Particle Sizes and Comparative Testing

 

What does the word micron mean? The word micron is another term for micrometer (1 millionth of a meter). It is used like the inch, foot, centimeter and millimeter to measure length, width or diameter of objects. Its scientific notation is μ or μm. One inch is 25,400 microns.

Some comparative sizes from largest to smallest are:

  • Diameter of average human hair 70 microns
  • Lower limit of visibility (naked eye) 40 microns
  • White blood cells 25 microns
  • Talcum powder 10 microns
  • Red blood cells 8 microns
  • Bacteria 2 microns
  • Carbon black 0.6 microns
  • Tobacco smoke 0.5 microns

A filter rated “10 micron” has some capability to capture particles as small as 10 micron. However, when you see a filter marked “10 micron”, you do not know exactly what this means unless you also have a description of the test methods and standards used to determine the filter rating. The results from the different test methods may not be comparable as their methodology varies greatly.

The two most popular reported media ratings are a nominal micron rating (50%) and an absolute micron rating (98.7%). A nominal rating usually means the filter’s media can capture a given percentage of particles of a stated size. For example, a filter might be said to have a nominal rating of 50% for particles 10 micrometers in size or larger. An absolute micron rating can be determined by single-pass or multi-pass testing and is usually obtained by passing a test fluid containing particles of a known size through a small, flat sheet of filter media. Any particles that pass through the media measured and compared to the amount of particles in the unfiltered fluid.  An absolute rating is also expressed as a percentage of the size of particles captured.

A test procedure called multi-pass testing, or Beta ratio testing (β), is a universally accepted test method that yields readily comparable test results. Multi-pass testing has been recognized by SAE (Society of Automotive Engineers SAE J1858), ISO (International Organization of Standardization ISO 4548-12, lube oil and ISO16889, hydraulic or fuel), ANSI (American National Standards Institute) and NFPA (National Fluid Power Association).
From upstream and downstream measurements, a Beta ratio is formulated by dividing the number of particles of a particular size in the upstream flow by the number of particles of the same size in the downstream flow.  Beta ratios are written as “Bx = Y”, where X is the micron size and Y is the Beta Ratio, for example B10 = 75.

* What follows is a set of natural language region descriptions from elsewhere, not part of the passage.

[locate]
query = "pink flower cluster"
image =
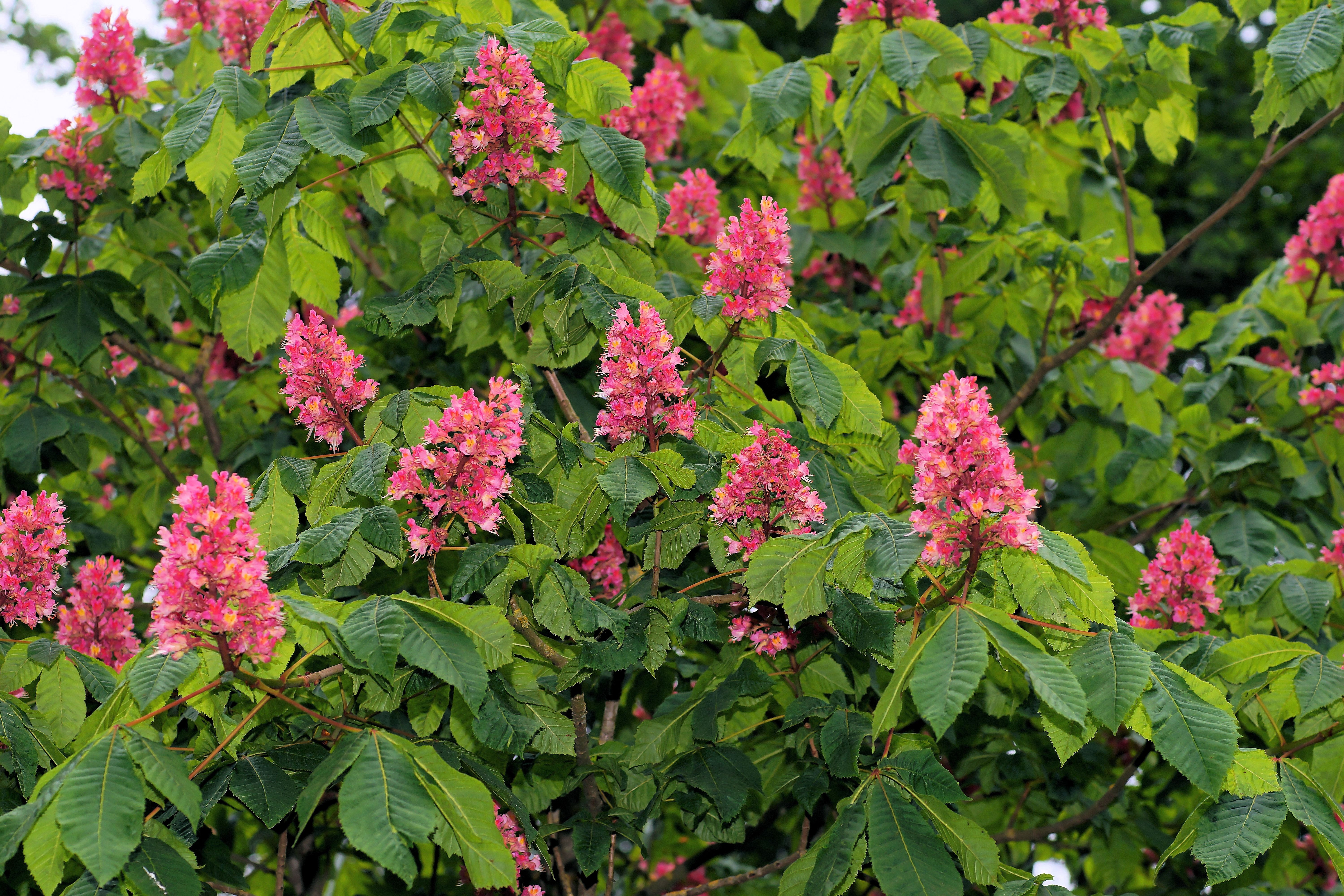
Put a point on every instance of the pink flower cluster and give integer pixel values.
(912, 312)
(79, 178)
(468, 475)
(212, 577)
(1319, 237)
(108, 69)
(1334, 553)
(1066, 15)
(823, 178)
(123, 365)
(1179, 582)
(657, 112)
(1325, 393)
(749, 267)
(896, 10)
(765, 488)
(525, 858)
(767, 643)
(173, 433)
(966, 477)
(96, 620)
(33, 539)
(237, 22)
(604, 567)
(1271, 357)
(321, 378)
(507, 120)
(1147, 330)
(696, 207)
(640, 383)
(612, 42)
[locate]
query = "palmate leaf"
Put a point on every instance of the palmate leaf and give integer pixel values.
(101, 808)
(951, 668)
(1306, 46)
(1319, 683)
(1236, 831)
(1050, 678)
(908, 858)
(783, 95)
(1191, 734)
(272, 152)
(1112, 671)
(384, 805)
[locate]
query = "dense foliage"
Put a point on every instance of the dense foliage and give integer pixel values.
(771, 477)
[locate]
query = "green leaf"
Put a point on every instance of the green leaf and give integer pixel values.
(627, 483)
(908, 858)
(384, 805)
(921, 773)
(1307, 600)
(326, 127)
(1050, 678)
(101, 808)
(45, 854)
(907, 58)
(615, 159)
(432, 85)
(1236, 832)
(1306, 46)
(346, 752)
(268, 792)
(815, 386)
(325, 543)
(192, 127)
(833, 863)
(374, 633)
(241, 95)
(157, 870)
(467, 805)
(939, 155)
(165, 769)
(950, 671)
(782, 96)
(599, 86)
(1191, 734)
(724, 774)
(272, 152)
(974, 846)
(1319, 683)
(61, 700)
(1053, 77)
(444, 651)
(1112, 671)
(1310, 805)
(377, 97)
(159, 674)
(1253, 655)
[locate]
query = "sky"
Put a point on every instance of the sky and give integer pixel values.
(30, 105)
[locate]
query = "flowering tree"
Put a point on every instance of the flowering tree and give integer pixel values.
(513, 449)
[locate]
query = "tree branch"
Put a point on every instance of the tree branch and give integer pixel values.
(752, 875)
(1085, 816)
(1138, 280)
(194, 381)
(564, 401)
(103, 409)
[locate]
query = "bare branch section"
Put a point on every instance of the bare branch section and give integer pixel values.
(1103, 327)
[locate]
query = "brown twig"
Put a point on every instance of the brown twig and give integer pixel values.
(564, 401)
(1085, 816)
(1138, 280)
(194, 381)
(752, 875)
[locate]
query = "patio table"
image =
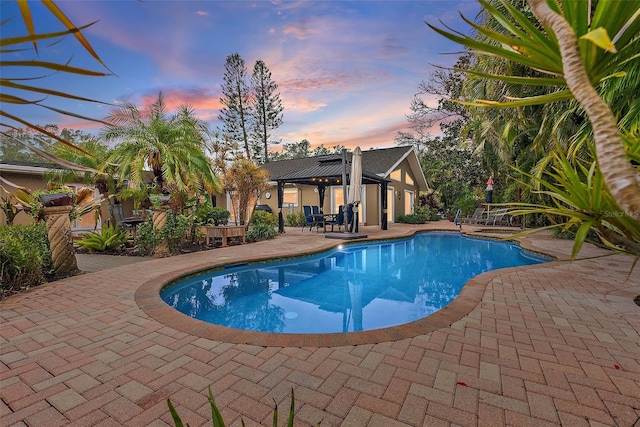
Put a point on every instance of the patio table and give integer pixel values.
(224, 232)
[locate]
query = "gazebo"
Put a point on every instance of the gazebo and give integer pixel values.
(330, 170)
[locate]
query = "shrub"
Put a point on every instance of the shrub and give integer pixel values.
(209, 215)
(296, 219)
(174, 231)
(264, 217)
(411, 219)
(109, 238)
(146, 238)
(23, 266)
(261, 232)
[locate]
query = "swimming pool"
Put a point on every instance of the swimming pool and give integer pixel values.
(354, 287)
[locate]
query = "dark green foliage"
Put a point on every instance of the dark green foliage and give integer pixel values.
(109, 238)
(411, 219)
(264, 217)
(174, 231)
(429, 200)
(295, 219)
(216, 416)
(209, 215)
(23, 265)
(466, 203)
(261, 232)
(146, 238)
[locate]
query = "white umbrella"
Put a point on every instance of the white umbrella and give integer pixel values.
(355, 184)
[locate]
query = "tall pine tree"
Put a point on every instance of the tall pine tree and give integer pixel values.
(236, 115)
(267, 110)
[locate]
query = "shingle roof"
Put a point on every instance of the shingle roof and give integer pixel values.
(374, 162)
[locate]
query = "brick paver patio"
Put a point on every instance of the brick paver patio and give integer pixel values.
(554, 344)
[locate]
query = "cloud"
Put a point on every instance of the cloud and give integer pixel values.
(391, 47)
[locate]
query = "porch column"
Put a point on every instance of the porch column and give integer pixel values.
(60, 240)
(321, 191)
(280, 199)
(383, 200)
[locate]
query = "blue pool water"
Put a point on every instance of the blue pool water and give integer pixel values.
(351, 288)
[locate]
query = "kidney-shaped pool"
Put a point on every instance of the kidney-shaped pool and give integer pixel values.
(355, 287)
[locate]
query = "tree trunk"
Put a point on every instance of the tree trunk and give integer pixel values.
(159, 221)
(621, 178)
(60, 240)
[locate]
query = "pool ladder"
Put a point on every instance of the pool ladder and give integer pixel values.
(456, 220)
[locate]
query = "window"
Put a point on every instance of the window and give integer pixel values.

To translate the Beta ratio into easy-to-understand information, subtract 1 from the original ratio and divide that answer by the original ratio. This answer represents the efficiency of the media at the specified particle size.

For example, B10=75, take the Beta ratio of 75, subtract 1 from it and divide that answer by the original ratio of 75, or 75 – 1 = 74 ÷ 75 = 98.66% efficient at removing 10-micrometer or micron size particles.
This formula is used to translate any Beta ratio into a percent efficiency at removing the size of particle tested.  Both equations state the same information in two different ways and are both accepted by the industry.

Multi-pass testing provides an accurate, universally accepted, comparable test method to describe the efficiency of a media’s ability to remove certain size contaminants. It can also determine the total contaminant holding capacity of the filter as well as some of its differential pressure capabilities. Its use eliminates the inaccuracies and confusion caused by the use of “micron ratings”.